Multilayer pressure sensitive adhesive assembly strips according to the present invention and having a width of 10 mm and a length >120 mm are cut out in the machine direction from the sample material.
For test sample preparation, the liner is first removed from the one adhesive side and placed on an aluminum strip having the following dimension 22×1.6 cm, 0.13 mm thickness. Then, the adhesive coated side of each PSA assembly strip is placed, after the liner is removed, with its adhesive side down on a clean test panel using light finger pressure.
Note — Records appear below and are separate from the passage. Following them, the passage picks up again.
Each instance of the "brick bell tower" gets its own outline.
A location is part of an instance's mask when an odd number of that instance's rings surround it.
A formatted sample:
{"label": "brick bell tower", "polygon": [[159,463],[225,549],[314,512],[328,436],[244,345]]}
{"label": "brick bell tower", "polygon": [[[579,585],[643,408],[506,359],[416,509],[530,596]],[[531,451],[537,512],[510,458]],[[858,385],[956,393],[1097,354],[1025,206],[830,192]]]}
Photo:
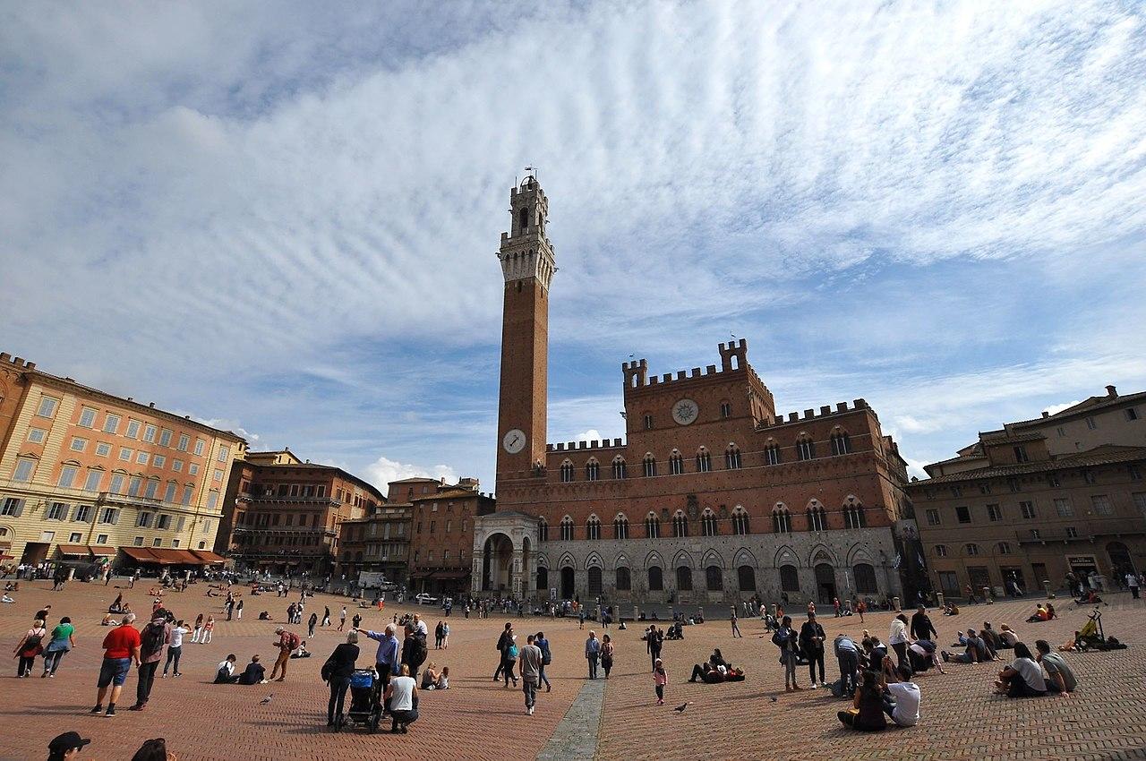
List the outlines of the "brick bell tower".
{"label": "brick bell tower", "polygon": [[501,397],[497,481],[545,461],[549,284],[557,266],[545,237],[549,201],[534,175],[511,189],[510,232],[502,233]]}

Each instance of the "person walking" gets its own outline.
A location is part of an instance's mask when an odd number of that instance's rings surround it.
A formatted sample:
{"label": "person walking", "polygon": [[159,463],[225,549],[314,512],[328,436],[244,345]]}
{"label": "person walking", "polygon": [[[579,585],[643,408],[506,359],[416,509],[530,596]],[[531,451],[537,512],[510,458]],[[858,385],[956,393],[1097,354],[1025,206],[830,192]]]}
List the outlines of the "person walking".
{"label": "person walking", "polygon": [[303,641],[297,634],[288,631],[281,626],[275,628],[275,634],[278,635],[278,640],[274,643],[274,646],[278,648],[278,658],[275,659],[275,665],[270,669],[270,681],[275,680],[275,675],[277,675],[278,669],[282,668],[282,675],[278,676],[277,680],[282,682],[286,678],[286,664],[290,662],[290,654],[298,649]]}
{"label": "person walking", "polygon": [[601,641],[601,667],[605,669],[605,678],[609,678],[609,672],[613,669],[613,638],[607,634],[602,636]]}
{"label": "person walking", "polygon": [[[811,603],[809,603],[810,605]],[[800,627],[800,649],[808,659],[808,677],[811,689],[824,684],[824,627],[816,621],[815,611],[808,612],[808,620]],[[819,666],[819,684],[816,683],[816,666]]]}
{"label": "person walking", "polygon": [[207,644],[209,642],[211,642],[211,637],[213,636],[214,636],[214,617],[209,615],[206,623],[203,625],[203,640],[199,641],[199,644],[204,645]]}
{"label": "person walking", "polygon": [[589,638],[584,641],[584,658],[589,661],[589,678],[597,678],[597,664],[601,660],[601,641],[597,633],[589,630]]}
{"label": "person walking", "polygon": [[322,666],[322,675],[330,684],[330,701],[327,704],[327,727],[337,732],[343,727],[343,706],[346,701],[346,690],[354,674],[354,661],[359,657],[358,631],[346,635],[343,642]]}
{"label": "person walking", "polygon": [[[103,662],[100,665],[100,678],[96,682],[95,707],[91,713],[103,711],[103,698],[108,700],[107,716],[116,715],[116,701],[124,689],[127,672],[132,664],[140,664],[140,633],[134,626],[135,613],[127,613],[124,620],[103,638]],[[111,695],[108,695],[108,690]]]}
{"label": "person walking", "polygon": [[784,691],[793,692],[800,689],[795,680],[796,651],[800,638],[792,628],[792,617],[785,615],[772,635],[772,644],[780,649],[780,662],[784,664]]}
{"label": "person walking", "polygon": [[554,653],[549,650],[549,640],[545,640],[545,633],[537,631],[537,636],[533,638],[533,644],[537,645],[537,649],[541,650],[541,672],[537,676],[540,680],[537,683],[540,685],[541,682],[544,682],[545,692],[551,692],[554,685],[549,683],[549,677],[545,676],[545,666],[554,662]]}
{"label": "person walking", "polygon": [[[401,673],[401,659],[399,658],[400,644],[394,633],[398,629],[393,623],[387,623],[384,631],[367,631],[366,636],[378,643],[378,652],[375,653],[375,669],[382,677],[382,690],[386,691],[390,680]],[[383,708],[383,713],[388,713],[390,706]]]}
{"label": "person walking", "polygon": [[657,685],[657,705],[665,705],[665,685],[668,684],[668,672],[660,658],[652,662],[652,682]]}
{"label": "person walking", "polygon": [[[926,617],[925,617],[926,618]],[[887,644],[895,650],[896,666],[909,666],[908,662],[908,617],[900,613],[892,619],[892,628],[887,635]]]}
{"label": "person walking", "polygon": [[394,723],[391,732],[407,732],[408,727],[418,720],[417,705],[418,683],[410,676],[410,669],[402,664],[402,670],[386,687],[384,698],[390,705],[390,715]]}
{"label": "person walking", "polygon": [[163,676],[162,678],[167,678],[167,669],[172,664],[175,665],[174,675],[182,676],[179,670],[179,659],[183,654],[183,637],[187,635],[187,627],[183,626],[183,620],[180,619],[175,621],[175,626],[171,627],[171,642],[167,643],[167,660],[163,664]]}
{"label": "person walking", "polygon": [[657,625],[653,623],[649,627],[649,634],[645,635],[645,649],[649,651],[649,657],[652,662],[652,667],[656,670],[657,660],[660,658],[660,650],[665,646],[665,635],[661,634]]}
{"label": "person walking", "polygon": [[36,666],[36,657],[44,652],[44,638],[48,636],[48,630],[44,628],[44,619],[37,618],[32,621],[32,628],[19,641],[13,653],[19,658],[16,666],[16,677],[29,677],[32,675],[32,667]]}
{"label": "person walking", "polygon": [[[606,637],[609,635],[605,635]],[[518,664],[521,669],[521,691],[525,692],[525,714],[533,715],[533,706],[537,701],[537,685],[541,683],[541,648],[536,645],[536,637],[526,637],[526,644],[518,656]]]}
{"label": "person walking", "polygon": [[55,678],[56,669],[60,668],[60,659],[76,646],[74,634],[76,627],[72,626],[71,619],[66,615],[60,619],[60,623],[52,630],[48,646],[44,650],[44,673],[40,674],[40,678],[45,676]]}
{"label": "person walking", "polygon": [[171,625],[167,611],[162,607],[151,617],[151,622],[140,633],[139,678],[135,683],[135,705],[128,711],[143,711],[155,685],[155,672],[163,660],[163,649],[171,642]]}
Next, the test samples are rolled twice with a standard FINAT test roller (weight 6.8 kg) at a speed of approximately 10 mm per second to obtain intimate contact between the adhesive mass and the surface. After applying the pressure sensitive adhesive assembly strips to the test panel, the test samples are allowed to dwell for 24 hours at ambient room temperature (23° C.+/−2° C., 50% relative humidity+/−5%) prior to testing.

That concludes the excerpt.